Jakarta, tvOnenews.com - Partai Kebangkitan Bangsa (PKB) mendesak Undang-Undang Nomor 8 Tahun 2019 tentang Penyelenggaraan Haji dan Umroh direvisi.
Hal itu disampaikan dalam acara diskusi yang digelar PKB bertajuk ‘Revisi Undang-Undang Nomor 8 Tahun 2019 tentang Penyelenggaraan Haji dan Umroh’.
Ketua Komisi VIII DPR RI Fraksi Partai Kebangkitan Bangsa (PKB), Marwan Dasopang, menjelaskan UU Haji sudah tidak relevan dengan zaman sekarang.

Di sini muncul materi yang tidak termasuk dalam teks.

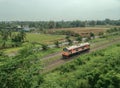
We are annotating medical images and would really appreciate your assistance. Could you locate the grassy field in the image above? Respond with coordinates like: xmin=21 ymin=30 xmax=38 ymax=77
xmin=51 ymin=27 xmax=109 ymax=35
xmin=26 ymin=33 xmax=65 ymax=44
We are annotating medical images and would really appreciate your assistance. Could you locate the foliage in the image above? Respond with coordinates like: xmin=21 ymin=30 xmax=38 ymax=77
xmin=40 ymin=44 xmax=120 ymax=88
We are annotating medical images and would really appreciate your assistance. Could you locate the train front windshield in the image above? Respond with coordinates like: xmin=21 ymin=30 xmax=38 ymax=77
xmin=63 ymin=48 xmax=68 ymax=52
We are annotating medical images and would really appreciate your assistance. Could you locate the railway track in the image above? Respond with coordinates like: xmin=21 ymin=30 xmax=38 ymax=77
xmin=42 ymin=39 xmax=120 ymax=73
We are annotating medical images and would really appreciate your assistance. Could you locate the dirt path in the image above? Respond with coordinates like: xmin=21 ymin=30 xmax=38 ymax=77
xmin=42 ymin=39 xmax=120 ymax=73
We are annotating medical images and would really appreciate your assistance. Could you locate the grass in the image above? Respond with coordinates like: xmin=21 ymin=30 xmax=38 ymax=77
xmin=26 ymin=33 xmax=65 ymax=44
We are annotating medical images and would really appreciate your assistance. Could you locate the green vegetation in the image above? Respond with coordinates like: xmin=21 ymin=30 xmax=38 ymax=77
xmin=26 ymin=33 xmax=65 ymax=44
xmin=40 ymin=44 xmax=120 ymax=88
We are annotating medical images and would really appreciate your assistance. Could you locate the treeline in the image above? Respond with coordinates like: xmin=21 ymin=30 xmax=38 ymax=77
xmin=0 ymin=19 xmax=120 ymax=30
xmin=40 ymin=44 xmax=120 ymax=88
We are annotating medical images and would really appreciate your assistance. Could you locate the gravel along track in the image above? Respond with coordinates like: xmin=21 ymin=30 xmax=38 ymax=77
xmin=42 ymin=39 xmax=120 ymax=73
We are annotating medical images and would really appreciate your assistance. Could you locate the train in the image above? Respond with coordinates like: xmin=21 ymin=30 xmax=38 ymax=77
xmin=62 ymin=42 xmax=90 ymax=58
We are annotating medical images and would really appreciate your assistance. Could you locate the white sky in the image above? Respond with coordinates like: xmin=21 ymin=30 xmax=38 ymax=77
xmin=0 ymin=0 xmax=120 ymax=21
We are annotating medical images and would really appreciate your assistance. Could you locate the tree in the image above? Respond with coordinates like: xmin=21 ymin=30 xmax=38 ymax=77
xmin=41 ymin=44 xmax=48 ymax=50
xmin=54 ymin=41 xmax=60 ymax=48
xmin=90 ymin=32 xmax=95 ymax=38
xmin=76 ymin=36 xmax=82 ymax=43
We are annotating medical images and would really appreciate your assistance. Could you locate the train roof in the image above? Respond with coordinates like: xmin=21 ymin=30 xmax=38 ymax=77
xmin=66 ymin=43 xmax=90 ymax=50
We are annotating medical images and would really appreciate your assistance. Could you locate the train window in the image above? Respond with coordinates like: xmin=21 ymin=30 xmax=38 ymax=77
xmin=63 ymin=48 xmax=68 ymax=52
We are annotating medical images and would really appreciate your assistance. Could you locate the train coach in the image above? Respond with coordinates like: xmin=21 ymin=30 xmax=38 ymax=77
xmin=62 ymin=43 xmax=90 ymax=58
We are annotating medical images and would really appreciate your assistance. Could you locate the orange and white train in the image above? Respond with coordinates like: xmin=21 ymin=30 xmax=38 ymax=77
xmin=62 ymin=43 xmax=90 ymax=58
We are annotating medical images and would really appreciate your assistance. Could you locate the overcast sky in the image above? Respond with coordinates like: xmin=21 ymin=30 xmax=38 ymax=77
xmin=0 ymin=0 xmax=120 ymax=21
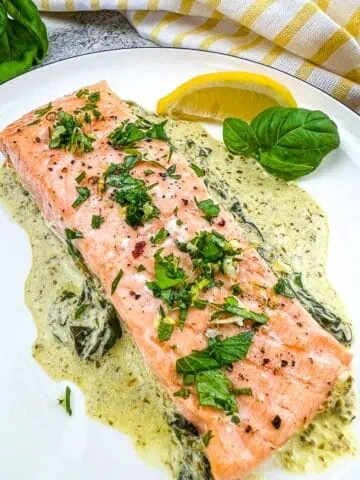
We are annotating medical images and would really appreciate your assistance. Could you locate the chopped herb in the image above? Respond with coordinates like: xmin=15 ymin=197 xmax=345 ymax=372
xmin=165 ymin=165 xmax=181 ymax=180
xmin=294 ymin=272 xmax=304 ymax=288
xmin=195 ymin=198 xmax=220 ymax=223
xmin=75 ymin=172 xmax=86 ymax=183
xmin=231 ymin=415 xmax=240 ymax=425
xmin=49 ymin=111 xmax=95 ymax=155
xmin=202 ymin=430 xmax=213 ymax=447
xmin=231 ymin=283 xmax=242 ymax=295
xmin=65 ymin=228 xmax=84 ymax=240
xmin=150 ymin=228 xmax=169 ymax=245
xmin=274 ymin=277 xmax=296 ymax=298
xmin=75 ymin=303 xmax=90 ymax=318
xmin=72 ymin=187 xmax=90 ymax=208
xmin=190 ymin=163 xmax=205 ymax=177
xmin=91 ymin=215 xmax=105 ymax=229
xmin=232 ymin=388 xmax=252 ymax=396
xmin=111 ymin=270 xmax=124 ymax=295
xmin=157 ymin=307 xmax=174 ymax=342
xmin=35 ymin=102 xmax=52 ymax=117
xmin=174 ymin=388 xmax=190 ymax=399
xmin=176 ymin=331 xmax=254 ymax=375
xmin=58 ymin=387 xmax=72 ymax=417
xmin=211 ymin=297 xmax=268 ymax=324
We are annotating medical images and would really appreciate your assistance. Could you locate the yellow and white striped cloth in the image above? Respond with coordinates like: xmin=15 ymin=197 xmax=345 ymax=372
xmin=35 ymin=0 xmax=360 ymax=112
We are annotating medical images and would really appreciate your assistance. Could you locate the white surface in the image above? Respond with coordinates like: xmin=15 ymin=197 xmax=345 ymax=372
xmin=0 ymin=49 xmax=360 ymax=480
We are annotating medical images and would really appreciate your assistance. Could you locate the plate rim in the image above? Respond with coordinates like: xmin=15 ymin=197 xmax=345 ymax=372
xmin=0 ymin=45 xmax=360 ymax=120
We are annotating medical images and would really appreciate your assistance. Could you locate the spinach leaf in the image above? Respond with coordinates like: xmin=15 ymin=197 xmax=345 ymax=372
xmin=0 ymin=0 xmax=48 ymax=83
xmin=223 ymin=118 xmax=258 ymax=157
xmin=223 ymin=107 xmax=340 ymax=180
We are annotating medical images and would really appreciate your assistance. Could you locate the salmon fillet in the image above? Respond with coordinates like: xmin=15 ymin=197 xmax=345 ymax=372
xmin=0 ymin=82 xmax=351 ymax=480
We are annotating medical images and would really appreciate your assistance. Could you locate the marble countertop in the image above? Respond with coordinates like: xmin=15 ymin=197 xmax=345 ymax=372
xmin=42 ymin=11 xmax=154 ymax=63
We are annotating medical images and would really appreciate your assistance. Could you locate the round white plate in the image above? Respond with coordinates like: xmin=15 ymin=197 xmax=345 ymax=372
xmin=0 ymin=48 xmax=360 ymax=480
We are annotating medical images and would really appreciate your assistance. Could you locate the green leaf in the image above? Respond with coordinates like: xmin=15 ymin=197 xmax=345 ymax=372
xmin=58 ymin=387 xmax=72 ymax=417
xmin=223 ymin=118 xmax=258 ymax=157
xmin=155 ymin=250 xmax=186 ymax=289
xmin=91 ymin=215 xmax=105 ymax=229
xmin=65 ymin=228 xmax=84 ymax=240
xmin=202 ymin=430 xmax=213 ymax=447
xmin=274 ymin=277 xmax=296 ymax=298
xmin=251 ymin=107 xmax=340 ymax=180
xmin=196 ymin=370 xmax=238 ymax=413
xmin=195 ymin=198 xmax=220 ymax=223
xmin=0 ymin=0 xmax=48 ymax=83
xmin=176 ymin=331 xmax=254 ymax=375
xmin=75 ymin=172 xmax=86 ymax=183
xmin=72 ymin=187 xmax=90 ymax=208
xmin=190 ymin=163 xmax=205 ymax=177
xmin=174 ymin=388 xmax=190 ymax=399
xmin=150 ymin=228 xmax=169 ymax=245
xmin=211 ymin=297 xmax=268 ymax=324
xmin=111 ymin=270 xmax=124 ymax=295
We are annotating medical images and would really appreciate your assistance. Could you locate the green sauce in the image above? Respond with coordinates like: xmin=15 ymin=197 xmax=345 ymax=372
xmin=0 ymin=105 xmax=356 ymax=480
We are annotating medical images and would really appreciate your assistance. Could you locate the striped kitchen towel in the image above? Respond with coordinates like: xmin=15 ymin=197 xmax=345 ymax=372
xmin=35 ymin=0 xmax=360 ymax=112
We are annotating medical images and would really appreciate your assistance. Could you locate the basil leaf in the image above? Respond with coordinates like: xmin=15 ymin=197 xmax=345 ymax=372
xmin=0 ymin=0 xmax=48 ymax=83
xmin=72 ymin=187 xmax=90 ymax=208
xmin=223 ymin=118 xmax=258 ymax=157
xmin=190 ymin=163 xmax=205 ymax=177
xmin=196 ymin=370 xmax=238 ymax=413
xmin=176 ymin=331 xmax=254 ymax=375
xmin=251 ymin=107 xmax=340 ymax=180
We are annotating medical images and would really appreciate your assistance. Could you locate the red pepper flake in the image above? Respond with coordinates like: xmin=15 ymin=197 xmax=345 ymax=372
xmin=132 ymin=240 xmax=146 ymax=258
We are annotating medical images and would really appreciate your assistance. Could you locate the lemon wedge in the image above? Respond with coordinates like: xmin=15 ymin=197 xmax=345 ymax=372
xmin=157 ymin=72 xmax=297 ymax=121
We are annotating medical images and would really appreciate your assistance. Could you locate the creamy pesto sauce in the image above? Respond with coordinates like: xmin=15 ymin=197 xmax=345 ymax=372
xmin=0 ymin=106 xmax=356 ymax=479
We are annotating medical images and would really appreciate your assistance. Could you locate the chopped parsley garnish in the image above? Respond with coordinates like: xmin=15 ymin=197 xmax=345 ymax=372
xmin=49 ymin=111 xmax=95 ymax=155
xmin=150 ymin=228 xmax=169 ymax=245
xmin=157 ymin=307 xmax=174 ymax=342
xmin=146 ymin=249 xmax=209 ymax=330
xmin=75 ymin=172 xmax=86 ymax=183
xmin=35 ymin=102 xmax=52 ymax=117
xmin=58 ymin=387 xmax=72 ymax=417
xmin=190 ymin=163 xmax=205 ymax=177
xmin=91 ymin=215 xmax=105 ymax=229
xmin=111 ymin=270 xmax=124 ymax=295
xmin=165 ymin=165 xmax=181 ymax=180
xmin=109 ymin=118 xmax=168 ymax=150
xmin=176 ymin=331 xmax=254 ymax=413
xmin=211 ymin=297 xmax=268 ymax=324
xmin=231 ymin=283 xmax=242 ymax=296
xmin=180 ymin=231 xmax=241 ymax=287
xmin=274 ymin=277 xmax=296 ymax=298
xmin=195 ymin=198 xmax=220 ymax=223
xmin=72 ymin=187 xmax=90 ymax=208
xmin=202 ymin=430 xmax=213 ymax=447
xmin=65 ymin=228 xmax=84 ymax=240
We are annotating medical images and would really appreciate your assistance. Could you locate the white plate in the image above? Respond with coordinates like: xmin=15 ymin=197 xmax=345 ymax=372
xmin=0 ymin=48 xmax=360 ymax=480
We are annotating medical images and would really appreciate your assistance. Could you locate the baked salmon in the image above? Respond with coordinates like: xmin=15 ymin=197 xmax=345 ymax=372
xmin=0 ymin=82 xmax=351 ymax=480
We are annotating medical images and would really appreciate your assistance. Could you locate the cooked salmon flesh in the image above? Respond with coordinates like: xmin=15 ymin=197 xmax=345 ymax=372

“Pertanyaannya, kenapa perlu revisi. Karena memang tidak lagi relevan. UU ini tidak bisa menjawab kebutuhan kita,” tegas Marwan di Kantor DPP PKB, Jakarta Pusat, Rabu (19/2/2025).
“Apa saja yang tidak relevan? Satu mengenai kelembagaan. Yang kedua, penyelenggaraan. Yang ketiga, proses ibadah. Yang selanjutnya, mengenai keuangan hajinya sendiri,” sambungnya.
Menurutnya, pemerintah Indonesia harus membentuk Kementerian Haji dan Umroh. Meskipun Presiden Prabowo Subianto sudah memisahkan urusan haji dari Kementerian Agama, dengan membentuk Badan Penyelenggara Haji (BPH), tapi pihaknya menilai BPH saja tidak cukup.
“Jadi siklus haji itu, begitu selesai haji, satu bulan kemudian dilaporkan, satu minggu lagi efisiensi diputuskan, masuk lagi haji,” jelas Marwan.
“Usulan kelembagaan sebetulnya tidak cukup hanya Badan Haji (BP Haji), harus Menteri, Pak Daniel. Ini sejalan, sepertinya Pak Daniel cocok ini kalau Kementerian Haji. Jadi tidak ada lagi setingkat, langsung Menteri Haji,” tambahnya.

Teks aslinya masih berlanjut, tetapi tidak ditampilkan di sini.